I finally give Claire’s leash to Dave and step out onto the round trees. I quickly realize that I will be in the drink if I try to walk across these logs with nothing to grab onto when I lose my balance on the unsteady surface. There is a larger tree at the bottom of the dip just below the makeshift bridge. Maybe I can walk on that and use the trees for balance. I lower my butt to the threesome of trees and gingerly shuffle partway across the larger tree until I can take a flying leap to the concrete step. Once safely landed, I turn to help retrieve Claire.
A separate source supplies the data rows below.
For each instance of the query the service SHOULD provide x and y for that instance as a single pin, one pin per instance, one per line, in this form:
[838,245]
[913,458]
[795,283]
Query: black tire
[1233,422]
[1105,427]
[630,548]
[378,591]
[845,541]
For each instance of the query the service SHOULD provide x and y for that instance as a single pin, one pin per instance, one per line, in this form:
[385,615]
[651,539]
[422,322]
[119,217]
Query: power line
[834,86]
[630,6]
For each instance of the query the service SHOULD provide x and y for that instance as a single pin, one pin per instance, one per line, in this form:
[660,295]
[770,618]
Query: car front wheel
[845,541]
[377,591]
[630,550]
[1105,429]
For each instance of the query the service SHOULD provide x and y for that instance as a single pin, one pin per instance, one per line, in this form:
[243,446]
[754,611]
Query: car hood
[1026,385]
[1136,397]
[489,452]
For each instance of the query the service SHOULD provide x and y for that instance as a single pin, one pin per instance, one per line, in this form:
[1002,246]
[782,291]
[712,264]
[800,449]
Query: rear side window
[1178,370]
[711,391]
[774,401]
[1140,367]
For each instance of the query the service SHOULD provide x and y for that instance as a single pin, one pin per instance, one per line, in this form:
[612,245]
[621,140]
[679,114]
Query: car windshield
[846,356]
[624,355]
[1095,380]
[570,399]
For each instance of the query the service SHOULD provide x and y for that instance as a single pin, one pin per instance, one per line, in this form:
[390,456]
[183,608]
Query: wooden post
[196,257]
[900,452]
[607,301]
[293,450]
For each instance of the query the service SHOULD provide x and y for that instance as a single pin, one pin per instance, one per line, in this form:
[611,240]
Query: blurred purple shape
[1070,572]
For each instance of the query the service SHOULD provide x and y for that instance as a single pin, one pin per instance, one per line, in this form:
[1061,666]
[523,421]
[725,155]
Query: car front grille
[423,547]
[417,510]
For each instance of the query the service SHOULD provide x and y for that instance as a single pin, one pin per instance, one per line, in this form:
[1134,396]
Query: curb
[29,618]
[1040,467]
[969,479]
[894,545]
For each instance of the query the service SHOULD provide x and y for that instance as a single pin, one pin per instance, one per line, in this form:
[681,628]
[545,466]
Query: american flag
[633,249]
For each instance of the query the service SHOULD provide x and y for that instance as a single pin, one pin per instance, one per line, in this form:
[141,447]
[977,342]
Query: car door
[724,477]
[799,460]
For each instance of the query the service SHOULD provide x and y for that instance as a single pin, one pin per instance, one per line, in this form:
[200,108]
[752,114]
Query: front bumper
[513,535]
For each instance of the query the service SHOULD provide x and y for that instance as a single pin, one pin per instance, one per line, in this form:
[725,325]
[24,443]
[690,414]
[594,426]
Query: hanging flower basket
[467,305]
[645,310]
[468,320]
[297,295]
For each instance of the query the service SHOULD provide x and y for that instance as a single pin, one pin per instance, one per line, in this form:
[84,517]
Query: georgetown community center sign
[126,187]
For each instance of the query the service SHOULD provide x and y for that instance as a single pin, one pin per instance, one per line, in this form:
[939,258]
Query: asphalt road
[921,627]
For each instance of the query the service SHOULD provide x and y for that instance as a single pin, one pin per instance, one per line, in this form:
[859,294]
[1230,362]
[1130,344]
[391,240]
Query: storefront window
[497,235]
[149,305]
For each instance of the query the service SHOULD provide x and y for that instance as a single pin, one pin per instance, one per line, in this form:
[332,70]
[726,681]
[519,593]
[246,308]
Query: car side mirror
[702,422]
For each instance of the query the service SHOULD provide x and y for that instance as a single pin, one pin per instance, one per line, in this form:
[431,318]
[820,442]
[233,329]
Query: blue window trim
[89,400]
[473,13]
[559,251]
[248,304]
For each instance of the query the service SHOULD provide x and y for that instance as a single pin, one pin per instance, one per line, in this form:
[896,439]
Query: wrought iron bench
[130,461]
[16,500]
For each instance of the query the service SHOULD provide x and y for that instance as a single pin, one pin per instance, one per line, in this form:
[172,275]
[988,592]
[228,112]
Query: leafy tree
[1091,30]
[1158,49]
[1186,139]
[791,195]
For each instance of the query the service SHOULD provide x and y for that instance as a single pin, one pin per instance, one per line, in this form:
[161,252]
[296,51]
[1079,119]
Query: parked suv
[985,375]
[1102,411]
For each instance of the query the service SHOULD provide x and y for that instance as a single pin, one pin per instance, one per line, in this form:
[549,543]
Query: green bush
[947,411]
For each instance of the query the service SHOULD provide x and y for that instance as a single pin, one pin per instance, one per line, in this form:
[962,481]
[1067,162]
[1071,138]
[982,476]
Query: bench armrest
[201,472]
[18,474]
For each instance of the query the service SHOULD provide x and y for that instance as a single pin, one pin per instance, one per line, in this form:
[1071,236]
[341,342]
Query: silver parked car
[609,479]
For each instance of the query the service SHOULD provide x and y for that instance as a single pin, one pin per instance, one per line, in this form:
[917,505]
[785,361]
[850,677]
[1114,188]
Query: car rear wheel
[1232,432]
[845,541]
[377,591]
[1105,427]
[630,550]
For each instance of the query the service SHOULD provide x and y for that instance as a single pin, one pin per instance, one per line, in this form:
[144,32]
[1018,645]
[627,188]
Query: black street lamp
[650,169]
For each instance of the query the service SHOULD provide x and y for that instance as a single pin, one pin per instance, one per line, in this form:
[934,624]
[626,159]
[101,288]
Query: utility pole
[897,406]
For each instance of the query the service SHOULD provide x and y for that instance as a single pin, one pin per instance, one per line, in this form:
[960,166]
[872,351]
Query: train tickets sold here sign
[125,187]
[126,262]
Dave has ended up sitting on the muddy riverbank and he pushes her towards me on the rounded trees. She quickly gets the idea and comes bounding across. That just leaves Dave to traverse the dangerous crossing. At least, I can extend my hand to him for balance. Like an old pro, Claire leaps from concrete step to concrete steps and scrambles up the muddy three-foot bank on the other side. That just leaves the old people to claw their way up on hands and knees. Well so much for being clean but we are safely across! And we didn’t even fall in the river.
It is just a short walk along this side of the stream back to the parking area where our chariot waits to ferry us home. But first, we must cap off the day with a Dairy Queen treat.